Überhaupt die Farben: Maria ist ein weißrotes Mädchen, Ring in der Nase, knallrote durchsichtige Plastikschirmmütze, ihr Mann eine dunkle Elendsgestalt. Versteht man den Text, den sich Krenek selbst zurechtschrieb, nicht genau, könnte man den Einakter für eine relativ banale Geschichte, ja: „eine blutige Mordgeschichte aus dem Leben eines Diktators“ (wie Krenek schrieb) halten: eine scheinbare Liebes- und Totschlaggeschichte im Quadrat. Tatsächlich liegt der Sinn etwas tiefer.

Der Politgaukler benutzt die Gewalt zur Sättigung eigener Lüste, was unbedeutend wäre, würden sich damit nicht die Schicksale ganzer Völker verbinden. Des Diktators „Ethos“ – nennen wir es so – schwankt zwischen Nihilismus, Größenwahn und einem falsch verstandenen Heroismus: „Gewalt reizt Gewalt, und die stärkere siegt. Das Gesetz meines Lebens und meiner Einsamkeit. Gefahr zu suchen und zu bändigen. Großes zu bewegen und den Menschen meinen Willen aufzuzwingen.“ Musikalisch entlädt sich diese Sprache in auffahrenden Gesten, in den Duetten mag ein pardierter Puccini nicht fern sein, eine angedeutete Atonalität verschrägt das Ganze, nicht allein am Ende triumphiert die Dissonanz. Wie gesagt: Wenn der Zuhörer alles verstünde… denn hier steht es schlecht. Da insbesondere beim Diktator, also Lawrence Halksworth, die Verständlichkeit gegen Null tendiert, auch die anderen Protagonisten, wenn sie im kleinen Raum dynamisch überdrehen, das Verständliche in irgendeinen Hallraum gerät, nimmt das tiefere Interesse an den wahren Konflikten beim Zuschauer, der es genau wissen will, vermutlich schon bald ab.

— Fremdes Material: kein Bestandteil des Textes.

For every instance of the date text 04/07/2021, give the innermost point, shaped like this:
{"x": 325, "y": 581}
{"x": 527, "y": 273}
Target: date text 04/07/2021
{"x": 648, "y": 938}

Kommen hinzu die Texte, mit denen die Produktion die nur 26 Minuten lange Originaloper mit und ohne Musik angereichert hat. Etliches bleibt ein Rätsel: Soll das Lyrik sein? Ist es Dokumentartheater? Was will man uns sagen? Man ahnt es mehr als dass man es aus dem Mund der Protagonisten erführe, die sich doch mit vollem körperlichen und vokalen Einsatz in die gewiss verdienstvolle, politisch relevante Angelegenheit werfen. Wenn Eva Maria Nikolaus, die Charlotte des Abends, einmal mit dem falschen Fuß auf dem Boden aufkommt, weil sie die Schräge der herabgelassenen Wippe unterschätzt hat, die Sängerin aber unverdrossen weitersingt, als sei nichts geschehen, erschrickt man einen Moment. Wie gesagt: Voller Einsatz, auch bei der Maria der Isabel Reinhard, die sich einmal in einen seltsamen Pas de deux mit ihrem kranken Offizier begibt. Auch Sotiris Charalampous singt ansprechend, aber am besten in Ausdruck und Stimmgeschmeidgkeit fand ich doch die Diktatorenfrau. Soviel Verführung (des Rezensenten) muss schließlich sein.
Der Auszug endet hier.